The speech puts the Duty in context, highlighting its intended benefits for firms and the UK, and stating that if applied correctly the Duty should help firms retain and attract customers and will enhance the competitiveness of the UK financial services sector.

The point is also made that the Duty should provide the FCA with a lens through which it can assess its own rules so that, in future, it does not duplicate regulations that are already implicit in the Duty, potentially leading to a more simplified rule book.

The speech sets out some key question firms should already be asking themselves as part of their preparations:

  • Does your purpose and culture align with your obligations under the Duty and support the delivery of good outcomes for customers?
  • Is the Duty being considered in all relevant discussions such as strategy, remuneration and risk?
  • Have you made sure your remuneration and incentive structures drive good outcomes for customers?
  • Are you prioritising delivering good outcomes for customers in a changing external environment?

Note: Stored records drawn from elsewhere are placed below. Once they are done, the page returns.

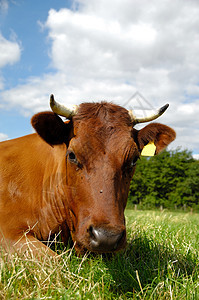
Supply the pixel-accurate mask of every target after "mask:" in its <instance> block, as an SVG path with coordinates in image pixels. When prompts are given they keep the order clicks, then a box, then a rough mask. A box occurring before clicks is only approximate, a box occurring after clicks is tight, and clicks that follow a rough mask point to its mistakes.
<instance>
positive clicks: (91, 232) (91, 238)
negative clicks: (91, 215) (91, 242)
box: [88, 225, 96, 240]
mask: <svg viewBox="0 0 199 300" xmlns="http://www.w3.org/2000/svg"><path fill="white" fill-rule="evenodd" d="M88 232H89V234H90V237H91V239H93V240H96V237H95V233H94V229H93V226H92V225H91V226H90V227H89V229H88Z"/></svg>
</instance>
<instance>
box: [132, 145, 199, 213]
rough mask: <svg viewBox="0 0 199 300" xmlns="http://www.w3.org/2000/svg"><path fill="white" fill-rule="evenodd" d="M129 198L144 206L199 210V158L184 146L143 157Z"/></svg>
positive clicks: (146, 206) (141, 207)
mask: <svg viewBox="0 0 199 300" xmlns="http://www.w3.org/2000/svg"><path fill="white" fill-rule="evenodd" d="M128 201H129V203H130V204H134V205H135V206H137V205H138V207H141V208H159V207H161V208H169V209H179V208H184V209H191V210H193V209H194V210H199V161H198V160H196V159H194V158H193V156H192V152H190V151H188V150H180V149H177V150H174V151H168V150H165V151H163V152H162V153H160V154H159V155H157V156H154V157H151V158H146V157H141V159H140V160H139V161H138V162H137V167H136V171H135V174H134V176H133V179H132V181H131V184H130V191H129V199H128Z"/></svg>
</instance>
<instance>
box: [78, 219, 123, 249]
mask: <svg viewBox="0 0 199 300" xmlns="http://www.w3.org/2000/svg"><path fill="white" fill-rule="evenodd" d="M75 240H76V245H75V249H76V251H77V252H78V253H84V252H86V251H90V252H94V253H113V252H118V251H119V250H122V249H123V248H124V247H125V245H126V230H125V228H124V227H122V229H121V230H117V231H116V230H110V229H106V228H103V227H94V226H92V225H91V226H89V228H88V230H87V235H86V239H84V237H83V236H82V237H80V239H78V238H77V239H75Z"/></svg>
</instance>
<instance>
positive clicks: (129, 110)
mask: <svg viewBox="0 0 199 300" xmlns="http://www.w3.org/2000/svg"><path fill="white" fill-rule="evenodd" d="M168 107H169V104H166V105H164V106H162V107H161V108H160V109H159V110H158V111H157V112H156V113H154V114H152V115H151V116H148V117H145V118H136V116H135V115H134V114H133V111H132V110H129V115H130V117H131V119H132V121H133V123H134V125H135V124H138V123H145V122H150V121H153V120H155V119H157V118H158V117H160V116H161V115H162V114H163V113H164V112H165V110H166V109H167V108H168Z"/></svg>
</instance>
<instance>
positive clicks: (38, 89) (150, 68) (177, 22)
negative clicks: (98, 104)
mask: <svg viewBox="0 0 199 300" xmlns="http://www.w3.org/2000/svg"><path fill="white" fill-rule="evenodd" d="M198 15H199V2H198V1H196V0H190V1H186V0H176V1H170V0H164V1H158V0H152V1H148V0H139V1H138V0H124V1H121V0H108V1H107V0H75V1H74V0H70V1H67V0H65V1H64V0H48V1H39V0H35V1H31V0H0V140H5V139H10V138H16V137H19V136H22V135H25V134H29V133H31V132H33V130H32V128H31V126H30V118H31V116H32V115H33V114H34V113H36V112H38V111H42V110H47V109H49V95H50V94H51V93H54V95H55V98H56V99H58V100H59V101H60V102H62V103H64V104H71V103H75V104H78V103H80V102H82V101H99V100H108V101H112V102H115V103H118V104H121V105H123V104H125V103H126V102H127V100H128V99H130V97H131V96H132V95H133V94H134V93H135V92H136V91H139V92H140V93H141V94H142V95H143V96H144V97H145V98H146V99H147V100H148V101H149V102H150V104H151V105H152V106H153V107H157V108H158V107H160V106H162V105H164V104H165V103H167V102H168V103H169V104H170V107H169V109H168V111H167V112H166V113H165V115H164V116H162V117H161V119H160V120H159V122H161V123H165V124H167V125H170V126H172V127H173V128H174V129H175V130H176V132H177V139H176V141H175V142H174V143H173V144H172V146H171V147H172V148H176V147H182V148H183V149H184V148H187V149H189V150H191V151H193V153H194V155H198V154H199V141H198V136H199V118H198V114H199V80H198V78H199V55H198V53H199V18H198ZM135 102H136V100H135V99H134V100H132V101H131V102H130V103H129V104H128V105H127V106H129V108H132V107H133V106H134V105H136V103H135ZM127 108H128V107H127ZM137 113H140V112H139V111H138V112H137Z"/></svg>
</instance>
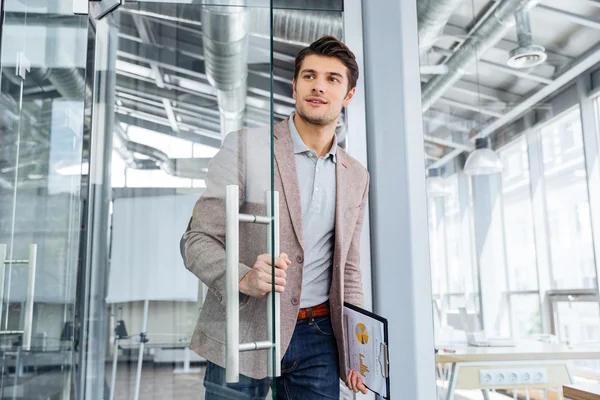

Fair value is picked out as a focus area, with price and value cited as the outcome that firms find the hardest. Firms are advised to use the time remaining in the run-up to 31 July to ensure that their fees are fair and transparent, and that particular groups of consumers are not disproportionately disadvantaged. Firms are also reminded that fair value is about more than price and that value should include consideration of the quality and benefits of the product or service.

In terms of what to expect from the FCA, the speech explains that the FCA's supervisory and enforcement approach will be proportionate to the harm or risk of harm to consumers. The speech warns that the FCA will prioritise the most serious breaches and act swiftly and assertively where it finds evidence of harm or risk of harm to consumers. The speech also expresses a willingness on the FCA's part to be pragmatic and open in working with firms on the way they use data and analytics to demonstrate compliance.

Although the FCA's research indicates that many firms are on course for meeting the imminent implementation deadline, the speech closes by warning firms which are not up to speed to avoid delaying any further.